First order differential equation involving inverse function I am wondering if there is a way to solve a differential equation of the following form:
$$\displaystyle \frac{f'(x)}{x} = \frac{1}{f^{-1}(x)} + \frac{1}{k}$$
We can assume that $f(x): [0,T] \to (-\infty,T]$ is a monotone non-decreasing function with $f(T) = T$. Moreover, $f(x) \le x$ for all $x \in [0,T]$, and $0<k<\infty$.

To clarify the context, the differential equation comes from the following problem:
Find the value of $f(x)$ such that
$$\int_{f(x)}^x k dt + \int_x^T k\left(1-\frac{t}{f^{-1}(t)}\right) = \int_x^Tt\ dt$$
As we can clearly see, when $x$ is very close to $T$. the value of $f(x)$ must be close to the value of $x$ since we know that $f^{-1}(x) \ge x$ and the second integral on the LHS is close to zero. Since the right integral is also close to zero, we must have $x$ close to $f(x)$. In fact, we can show $f(T)=T$.

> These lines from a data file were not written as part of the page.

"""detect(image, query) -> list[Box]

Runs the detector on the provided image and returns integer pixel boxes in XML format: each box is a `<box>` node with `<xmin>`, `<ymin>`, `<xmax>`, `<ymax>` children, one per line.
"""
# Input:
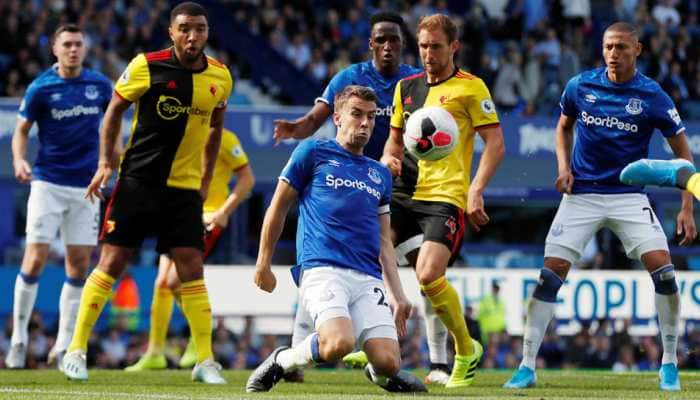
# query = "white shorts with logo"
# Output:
<box><xmin>299</xmin><ymin>266</ymin><xmax>397</xmax><ymax>345</ymax></box>
<box><xmin>545</xmin><ymin>193</ymin><xmax>668</xmax><ymax>263</ymax></box>
<box><xmin>25</xmin><ymin>180</ymin><xmax>100</xmax><ymax>246</ymax></box>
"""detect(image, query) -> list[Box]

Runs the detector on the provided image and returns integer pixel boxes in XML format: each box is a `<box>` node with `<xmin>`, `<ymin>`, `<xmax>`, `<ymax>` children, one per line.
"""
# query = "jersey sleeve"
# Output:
<box><xmin>114</xmin><ymin>54</ymin><xmax>150</xmax><ymax>102</ymax></box>
<box><xmin>317</xmin><ymin>68</ymin><xmax>353</xmax><ymax>107</ymax></box>
<box><xmin>280</xmin><ymin>139</ymin><xmax>316</xmax><ymax>193</ymax></box>
<box><xmin>390</xmin><ymin>80</ymin><xmax>405</xmax><ymax>129</ymax></box>
<box><xmin>217</xmin><ymin>67</ymin><xmax>234</xmax><ymax>109</ymax></box>
<box><xmin>220</xmin><ymin>130</ymin><xmax>249</xmax><ymax>171</ymax></box>
<box><xmin>559</xmin><ymin>76</ymin><xmax>579</xmax><ymax>117</ymax></box>
<box><xmin>100</xmin><ymin>75</ymin><xmax>113</xmax><ymax>111</ymax></box>
<box><xmin>651</xmin><ymin>89</ymin><xmax>685</xmax><ymax>137</ymax></box>
<box><xmin>466</xmin><ymin>78</ymin><xmax>500</xmax><ymax>128</ymax></box>
<box><xmin>378</xmin><ymin>165</ymin><xmax>392</xmax><ymax>215</ymax></box>
<box><xmin>18</xmin><ymin>81</ymin><xmax>41</xmax><ymax>122</ymax></box>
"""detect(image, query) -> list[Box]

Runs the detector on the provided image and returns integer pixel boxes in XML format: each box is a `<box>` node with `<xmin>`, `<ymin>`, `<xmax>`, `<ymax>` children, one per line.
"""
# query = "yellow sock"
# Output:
<box><xmin>67</xmin><ymin>269</ymin><xmax>115</xmax><ymax>353</ymax></box>
<box><xmin>421</xmin><ymin>276</ymin><xmax>473</xmax><ymax>356</ymax></box>
<box><xmin>180</xmin><ymin>279</ymin><xmax>213</xmax><ymax>362</ymax></box>
<box><xmin>686</xmin><ymin>173</ymin><xmax>700</xmax><ymax>201</ymax></box>
<box><xmin>147</xmin><ymin>287</ymin><xmax>174</xmax><ymax>355</ymax></box>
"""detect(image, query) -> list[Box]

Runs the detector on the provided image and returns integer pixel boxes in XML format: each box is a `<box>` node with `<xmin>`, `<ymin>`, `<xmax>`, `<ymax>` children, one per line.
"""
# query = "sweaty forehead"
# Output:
<box><xmin>372</xmin><ymin>22</ymin><xmax>401</xmax><ymax>37</ymax></box>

The problem was originally stated in a more general form with $g(x)$ an increasing function on $[0,T]$.
$$\int_{f(x)}^x k dt + \int_x^T k\left(1-\frac{g(t)}{g(f^{-1}(t))}\right) = \int_x^Tg(t)\ dt$$
 A: 
This is a very quick thing, I have not done it properly. Solved it backwards numerically with $T=1, k=1/2$ in excel (!!) with a step size of 0.0001, with a simple Euler recursion. Will be accurate enough to the left of $x=1/2$, but then again that doesn't show much... That is more or less what it will look like though.
A: Witout expecting an exact analytic solution, the simplest way is probably to solve it thanks to a numerical method, as coolydudey60 did it.

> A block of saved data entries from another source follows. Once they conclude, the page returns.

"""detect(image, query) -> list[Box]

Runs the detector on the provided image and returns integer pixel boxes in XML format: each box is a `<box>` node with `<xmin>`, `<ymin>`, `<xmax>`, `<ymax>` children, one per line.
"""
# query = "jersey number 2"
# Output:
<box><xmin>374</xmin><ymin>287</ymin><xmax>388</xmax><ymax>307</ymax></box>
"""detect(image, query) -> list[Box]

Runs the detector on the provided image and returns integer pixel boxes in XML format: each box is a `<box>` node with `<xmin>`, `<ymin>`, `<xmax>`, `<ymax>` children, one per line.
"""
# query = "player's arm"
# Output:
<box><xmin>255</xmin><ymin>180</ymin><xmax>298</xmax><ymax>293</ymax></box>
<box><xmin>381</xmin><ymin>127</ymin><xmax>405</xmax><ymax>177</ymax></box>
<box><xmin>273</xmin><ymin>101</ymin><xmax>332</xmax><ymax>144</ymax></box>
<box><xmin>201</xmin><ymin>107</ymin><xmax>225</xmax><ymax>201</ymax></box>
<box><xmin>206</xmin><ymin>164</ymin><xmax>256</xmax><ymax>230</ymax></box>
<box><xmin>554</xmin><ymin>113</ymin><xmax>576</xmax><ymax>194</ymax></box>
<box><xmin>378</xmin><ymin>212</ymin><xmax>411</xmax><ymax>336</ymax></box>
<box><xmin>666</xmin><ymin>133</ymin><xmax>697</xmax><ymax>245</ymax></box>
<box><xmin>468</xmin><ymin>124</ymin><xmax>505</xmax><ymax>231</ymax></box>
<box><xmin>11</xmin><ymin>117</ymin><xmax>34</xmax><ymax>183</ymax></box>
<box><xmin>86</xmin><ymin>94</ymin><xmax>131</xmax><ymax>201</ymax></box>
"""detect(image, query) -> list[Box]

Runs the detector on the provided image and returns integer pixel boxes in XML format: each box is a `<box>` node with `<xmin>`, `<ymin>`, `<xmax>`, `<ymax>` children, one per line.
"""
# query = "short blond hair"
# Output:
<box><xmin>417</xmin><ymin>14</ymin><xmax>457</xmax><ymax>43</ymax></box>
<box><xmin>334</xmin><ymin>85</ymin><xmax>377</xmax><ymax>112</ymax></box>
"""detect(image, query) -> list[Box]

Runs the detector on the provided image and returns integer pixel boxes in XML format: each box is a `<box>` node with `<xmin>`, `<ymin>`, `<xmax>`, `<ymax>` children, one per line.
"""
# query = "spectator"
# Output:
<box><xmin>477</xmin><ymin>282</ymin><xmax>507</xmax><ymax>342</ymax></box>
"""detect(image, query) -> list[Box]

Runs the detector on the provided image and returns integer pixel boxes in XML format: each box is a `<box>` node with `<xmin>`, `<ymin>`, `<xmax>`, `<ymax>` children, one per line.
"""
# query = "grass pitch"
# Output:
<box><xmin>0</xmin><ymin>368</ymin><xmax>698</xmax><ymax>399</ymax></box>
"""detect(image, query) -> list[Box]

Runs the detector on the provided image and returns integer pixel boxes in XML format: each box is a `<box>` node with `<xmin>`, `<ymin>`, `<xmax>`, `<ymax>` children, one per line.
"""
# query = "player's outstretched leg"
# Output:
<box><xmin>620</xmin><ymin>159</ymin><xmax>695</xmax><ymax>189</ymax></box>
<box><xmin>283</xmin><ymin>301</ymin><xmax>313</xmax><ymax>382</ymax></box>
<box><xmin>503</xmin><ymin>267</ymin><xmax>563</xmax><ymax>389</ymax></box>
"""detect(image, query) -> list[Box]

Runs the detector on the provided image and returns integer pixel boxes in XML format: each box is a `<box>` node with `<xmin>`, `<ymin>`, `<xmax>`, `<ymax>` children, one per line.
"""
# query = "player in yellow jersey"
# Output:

A possible analytical way is to proceed with series development in the vicinity of $x=T$. For example, the formula of the 3 degree series is shown below. This function $f(x)$ drawn in the case $T=1$ , $k=\frac{1}{2}$ appears in a rather good agreement with the corresponding result given by coolydudey60.
For values of $x$ far from $T$, the series is not accurate enough because more terms would be necessary. But incressing the number of terms of the series becomes more and more complicated because it is an ardous and boring task to compute the inverse series.
So, on a practical viewpoint, it should be simpler and more reliable to use a numerical method for solving the ODE.

Added on the figure : Comparison with a purely numerical method (finite elements $dx=0.0001$ )
Later, with the help of a software for formal calculus, I obtained the fourth term of the series :

The next figure gives a glimpse of the convergence of the series. One see that a large number of terms are necessay if enough accuracy is expected in the range of $x$ close to $0$.
 
A: This is not really an answer but maybe it'll add something to the discussion. Anyway, I'm confused, and let me explain why.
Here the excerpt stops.